Acquisition financing is the capital a buyer uses to purchase another business, a business division, or a set of business assets. Most deals combine multiple funding sources: the buyer's own cash, borrowed money from banks or private lenders, and sometimes equity issued to the seller. The right structure depends on the size of the deal, the buyer's existing balance sheet, current credit market conditions, and how much financial flexibility you need after closing.
Almost every acquisition uses some combination of cash, debt, and equity. Each has a distinct cost structure, effect on ownership, and risk profile for both buyer and seller.
Paying for an acquisition entirely in cash is the cleanest structure. No new shares are issued, no debt is added to the balance sheet, and the deal closes faster because there is no lender approval process to navigate. Companies like Apple and Microsoft regularly use cash reserves to acquire smaller businesses precisely because of this speed and simplicity.
The tradeoff is liquidity. A company that deploys its entire cash reserve to close a deal has no buffer left for post-merger integration costs, unexpected operational challenges, or the next investment opportunity. Most practitioners recommend keeping enough cash on hand to run six months of combined operations before committing all reserves to a purchase price.
Debt is the most common tool for financing acquisitions. The buyer borrows against the target's expected cash flows, its assets, or the acquirer's own balance sheet, and repays the loan from combined company earnings after closing. Think of it like taking out a mortgage: you use the future value of the asset to justify the loan today.

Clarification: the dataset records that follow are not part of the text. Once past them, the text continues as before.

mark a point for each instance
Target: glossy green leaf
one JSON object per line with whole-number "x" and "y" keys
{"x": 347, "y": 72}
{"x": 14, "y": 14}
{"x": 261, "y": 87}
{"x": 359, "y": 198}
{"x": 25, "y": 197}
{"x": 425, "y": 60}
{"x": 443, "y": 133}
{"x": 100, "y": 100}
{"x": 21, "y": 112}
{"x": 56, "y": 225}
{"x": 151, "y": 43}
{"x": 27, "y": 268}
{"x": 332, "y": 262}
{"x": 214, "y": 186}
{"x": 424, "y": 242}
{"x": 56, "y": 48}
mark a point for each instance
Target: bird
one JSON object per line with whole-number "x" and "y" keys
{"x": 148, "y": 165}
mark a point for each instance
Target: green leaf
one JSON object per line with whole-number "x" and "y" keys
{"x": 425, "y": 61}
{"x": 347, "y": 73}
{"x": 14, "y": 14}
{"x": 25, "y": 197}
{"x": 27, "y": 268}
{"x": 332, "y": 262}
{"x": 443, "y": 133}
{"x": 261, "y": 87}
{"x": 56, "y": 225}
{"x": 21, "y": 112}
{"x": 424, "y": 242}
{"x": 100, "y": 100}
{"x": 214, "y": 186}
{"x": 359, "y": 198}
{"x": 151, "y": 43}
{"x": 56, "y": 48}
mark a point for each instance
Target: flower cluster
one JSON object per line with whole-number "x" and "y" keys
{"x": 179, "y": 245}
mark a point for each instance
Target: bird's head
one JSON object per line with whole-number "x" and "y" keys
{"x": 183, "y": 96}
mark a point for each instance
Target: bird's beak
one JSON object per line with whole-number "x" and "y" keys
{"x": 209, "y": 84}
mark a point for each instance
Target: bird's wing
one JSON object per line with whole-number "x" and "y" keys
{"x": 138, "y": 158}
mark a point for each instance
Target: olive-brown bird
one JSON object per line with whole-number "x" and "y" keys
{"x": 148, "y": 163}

In 2025, rising interest rates and stricter bank underwriting standards shifted the acquisition debt market meaningfully. Banks applied tighter credit criteria, and private credit funds filled the gap, offering faster approvals and more flexible terms at higher rates. Private lenders became the primary source of acquisition debt for mid-market deals valued between $10 million and $500 million.
The main debt instruments available to acquirers include:
When an acquirer issues new shares to pay for an acquisition, it avoids the cost and risk of debt but gives up a portion of ownership. The seller receives shares in the combined company rather than cash. This can be attractive when the deal creates a combined entity that both parties believe will be worth significantly more than the sum of the two businesses alone.
Equity financing works best when the acquirer's stock price is high relative to its earnings. A premium stock price means fewer shares need to be issued to equal the purchase price. Issuing shares when your stock price is depressed is expensive because each share you give up represents a larger slice of your company's value.
In smaller transactions, particularly those involving private businesses valued under $50 million, the seller often participates directly in the financing. The seller agrees to accept a portion of the purchase price over time rather than entirely at closing, typically through a promissory note with a defined interest rate and repayment schedule.
Seller financing aligns incentives. A seller who accepts partial payment over time has a financial reason to support a smooth transition and ensure the business continues to perform after the sale. It also reduces the buyer's upfront capital requirement, which makes deals possible that would otherwise be too expensive to close.
Whether you approach a bank, a private credit fund, or an SBA lender, the evaluation process follows similar steps. Lenders examine the target company's historical cash flows, typically using EBITDA as the primary metric, and calculate how many times the annual EBITDA the total debt represents. A deal with $5 million in EBITDA and $25 million in debt carries a leverage ratio of 5 times, which most traditional lenders consider at or near the maximum for a healthy acquisition structure.
Lenders also review the buyer's equity contribution. In most acquisitions, buyers are expected to contribute between 10% and 30% of the purchase price as their own equity, with the rest financed through debt. A buyer with no skin in the game provides little incentive to manage the acquired business carefully.
| Financing Type | Source of Funds | Ownership Impact | Typical Use Case | Key Risk |
|---|---|---|---|---|
| Cash | Acquirer's balance sheet | None | Large strategic buyers with strong reserves | Depletes liquidity |
| Senior debt | Banks or credit unions | None | Mid-market acquisitions with predictable cash flow | Restrictive covenants and repayment obligations |
| Mezzanine financing | Private lenders | Possible warrant conversion to equity | Deals that need leverage beyond senior debt capacity | High interest rates; equity dilution risk |
| Equity issuance | New shares to seller or public | Dilutes existing shareholders | Large public company acquisitions | Dilution and execution risk tied to stock price |
| Seller financing | Seller accepts deferred payments | None | Small private business acquisitions | Seller credit risk; relationship dependency |
| Leveraged buyout | Primarily debt backed by target assets | Minimal equity from buyer | Private equity acquisitions | High leverage creates default risk in downturns |
The right acquisition financing structure does not just get the deal closed. It leaves you with enough financial flexibility to operate the combined business through the integration period, which typically runs 12 to 24 months after closing. Integration requires capital for systems consolidation, talent retention, possible facility changes, and the inevitable surprises that surface after any acquisition.
Buyers who load maximum debt at closing and leave themselves no cushion often find that integration challenges become existential rather than manageable. Structure the financing to close the deal, and then size the debt conservatively enough to protect what you just bought.